Willmore, David VS Central WILD4 at aerial1.com
Mon Jun 5 14:36:37 PDT 2000



There had been some talk on this group about another vocoder for low bit
rate use in Vorbis.  

Yes, you're right that most amateur packet radio is 1200 baud (minus
headers, protocol, etc.) and isn't much useful for speech.  I'm looking into
other uses within amateur radio--HF for one is going beyond that data rate.

2K4 and 3K2 are becoming possible in a single voice sized channel.  The
benefits of digital coding can make it quite useful even if it doesn't same
spectrum.

Has anyone looked into a way to stream where some data is better coded--more
likely to survive sync loss?  What about channel coding?  It is quite
practical to split a stream into two different priority streams at that
channel level--encode them differently, transmit them, receive them, and
then re-interleave them.  In doing so, one of the channels may have errors
(the primary reason to do this is so that one channel can be better coded
than the other) while the other may not.

This is done in GSM.  There are A bits, B bits, and C bits.  The A bits
*must* survive if the frame is to be recovered.  The B bits are very useful,
but the frame will just be 'noisy'.  The C bits are "yeah, it would be nice
to have them, but it won't kill us."  So, they are encoded differently in
the RF channel (it's more complex than that, but that's the short version).
This allows the A bits to survive when the B and C might not.

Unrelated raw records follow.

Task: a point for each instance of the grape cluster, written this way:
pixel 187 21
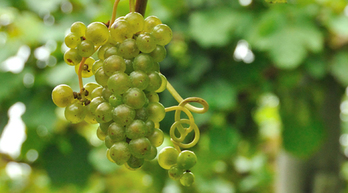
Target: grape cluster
pixel 124 99
pixel 178 164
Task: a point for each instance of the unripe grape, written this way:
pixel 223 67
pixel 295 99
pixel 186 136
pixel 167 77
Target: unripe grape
pixel 72 57
pixel 140 147
pixel 167 157
pixel 150 22
pixel 120 152
pixel 78 28
pixel 62 95
pixel 98 33
pixel 75 112
pixel 187 179
pixel 72 40
pixel 162 33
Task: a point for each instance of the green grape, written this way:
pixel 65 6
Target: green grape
pixel 152 154
pixel 101 78
pixel 86 69
pixel 186 159
pixel 146 42
pixel 72 40
pixel 129 66
pixel 150 22
pixel 102 50
pixel 120 152
pixel 103 112
pixel 163 83
pixel 187 178
pixel 141 114
pixel 156 111
pixel 75 112
pixel 135 21
pixel 106 93
pixel 150 128
pixel 119 30
pixel 134 98
pixel 97 92
pixel 100 134
pixel 128 49
pixel 116 132
pixel 139 79
pixel 162 33
pixel 98 33
pixel 108 141
pixel 175 173
pixel 89 87
pixel 135 163
pixel 152 96
pixel 119 83
pixel 155 81
pixel 123 114
pixel 114 63
pixel 159 53
pixel 157 137
pixel 167 157
pixel 96 65
pixel 113 50
pixel 115 100
pixel 78 28
pixel 143 62
pixel 136 129
pixel 62 95
pixel 72 57
pixel 140 147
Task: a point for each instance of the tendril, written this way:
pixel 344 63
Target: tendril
pixel 178 125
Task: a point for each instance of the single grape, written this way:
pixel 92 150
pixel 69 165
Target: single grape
pixel 167 157
pixel 72 57
pixel 86 68
pixel 135 21
pixel 186 159
pixel 101 78
pixel 117 132
pixel 156 112
pixel 162 33
pixel 159 53
pixel 72 40
pixel 134 98
pixel 78 28
pixel 113 64
pixel 187 178
pixel 98 33
pixel 103 112
pixel 136 129
pixel 100 134
pixel 155 81
pixel 62 95
pixel 139 79
pixel 143 62
pixel 75 112
pixel 120 152
pixel 140 147
pixel 175 173
pixel 146 42
pixel 123 114
pixel 157 137
pixel 119 83
pixel 150 22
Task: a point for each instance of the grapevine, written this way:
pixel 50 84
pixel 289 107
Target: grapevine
pixel 124 99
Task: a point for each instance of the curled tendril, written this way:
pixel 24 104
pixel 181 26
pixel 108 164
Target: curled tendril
pixel 186 107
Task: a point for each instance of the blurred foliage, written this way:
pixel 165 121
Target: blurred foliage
pixel 263 97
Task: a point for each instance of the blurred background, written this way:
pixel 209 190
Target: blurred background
pixel 275 76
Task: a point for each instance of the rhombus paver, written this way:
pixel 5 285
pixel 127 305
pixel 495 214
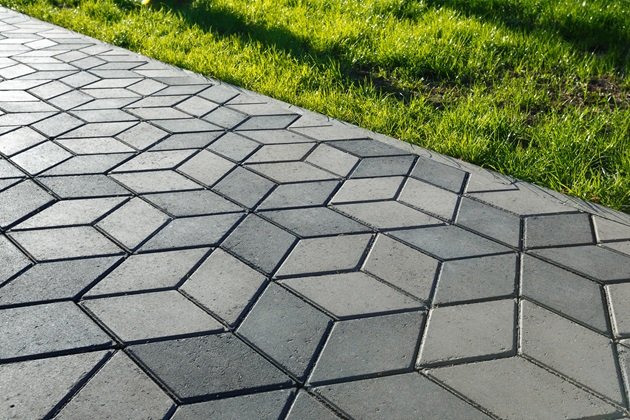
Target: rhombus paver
pixel 247 258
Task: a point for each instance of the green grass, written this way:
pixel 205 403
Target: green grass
pixel 537 89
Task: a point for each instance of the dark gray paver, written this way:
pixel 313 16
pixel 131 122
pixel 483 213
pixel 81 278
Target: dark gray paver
pixel 566 292
pixel 369 346
pixel 299 195
pixel 151 315
pixel 259 406
pixel 208 366
pixel 119 390
pixel 34 388
pixel 319 255
pixel 351 294
pixel 244 187
pixel 402 266
pixel 31 332
pixel 55 280
pixel 540 394
pixel 192 232
pixel 409 395
pixel 224 285
pixel 556 230
pixel 593 261
pixel 315 221
pixel 70 242
pixel 449 242
pixel 157 270
pixel 20 200
pixel 285 328
pixel 469 331
pixel 489 221
pixel 192 203
pixel 387 214
pixel 260 243
pixel 548 338
pixel 307 407
pixel 477 278
pixel 132 223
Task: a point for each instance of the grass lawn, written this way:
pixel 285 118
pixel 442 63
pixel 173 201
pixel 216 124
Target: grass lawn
pixel 537 89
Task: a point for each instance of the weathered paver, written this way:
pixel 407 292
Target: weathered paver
pixel 175 247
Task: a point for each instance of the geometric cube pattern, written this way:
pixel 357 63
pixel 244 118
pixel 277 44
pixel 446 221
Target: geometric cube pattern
pixel 175 247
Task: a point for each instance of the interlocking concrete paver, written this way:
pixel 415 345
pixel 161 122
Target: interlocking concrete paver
pixel 319 245
pixel 469 331
pixel 261 406
pixel 151 315
pixel 32 333
pixel 209 366
pixel 34 388
pixel 548 338
pixel 351 294
pixel 308 407
pixel 516 389
pixel 119 390
pixel 285 328
pixel 319 255
pixel 409 396
pixel 55 280
pixel 369 346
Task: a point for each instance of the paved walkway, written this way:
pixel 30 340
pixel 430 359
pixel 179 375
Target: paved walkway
pixel 173 247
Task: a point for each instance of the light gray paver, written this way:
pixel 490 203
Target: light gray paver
pixel 286 328
pixel 119 390
pixel 259 406
pixel 469 331
pixel 151 315
pixel 410 396
pixel 224 285
pixel 516 389
pixel 319 245
pixel 33 388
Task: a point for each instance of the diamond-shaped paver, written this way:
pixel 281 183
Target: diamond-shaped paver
pixel 157 270
pixel 563 291
pixel 132 223
pixel 119 389
pixel 548 338
pixel 70 242
pixel 286 328
pixel 151 315
pixel 263 406
pixel 556 230
pixel 409 395
pixel 369 346
pixel 402 266
pixel 328 254
pixel 209 366
pixel 469 331
pixel 541 394
pixel 34 388
pixel 55 280
pixel 260 243
pixel 316 221
pixel 33 333
pixel 224 285
pixel 477 278
pixel 351 294
pixel 21 200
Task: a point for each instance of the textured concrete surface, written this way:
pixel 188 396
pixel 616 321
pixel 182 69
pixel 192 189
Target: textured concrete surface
pixel 175 247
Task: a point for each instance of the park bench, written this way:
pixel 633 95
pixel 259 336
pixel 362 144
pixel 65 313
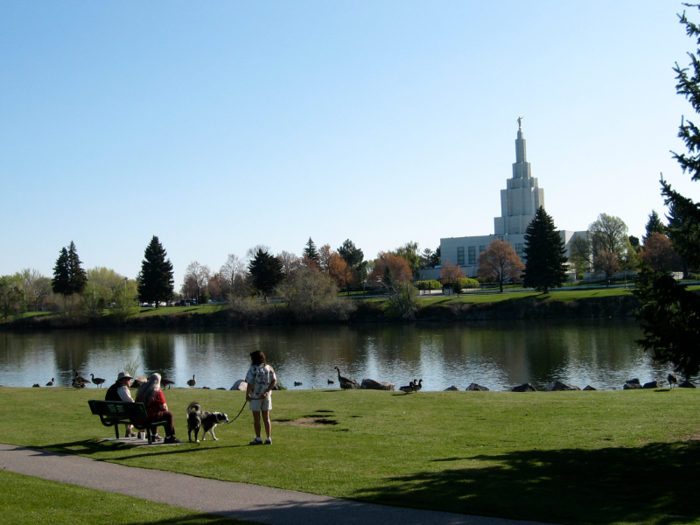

Is there some "priority" marker in the streams within Vorbis?  Lower
(transport) layers could benefit from this. :)

Cheers,
David

> -----Original Message-----
> From:	Gregory Maxwell [SMTP:greg at linuxpower.cx]
> Sent:	Monday, June 05, 2000 4:06 PM
> To:	'vorbis-dev at xiph.org'
> Subject:	RE: [vorbis-dev] Monty on holiday
> 
> 
> I'm not so sure that vorbis is ever going to be sutible for most amature
> use. I dunno about world-wide, but in my area (South Florida), packet
> faster then 1200baud is very uncommon.
> 
> I doubt vorbis will be useful under 8kbit/sec. You might want to look at a
> more specialized alg like a modified CELP.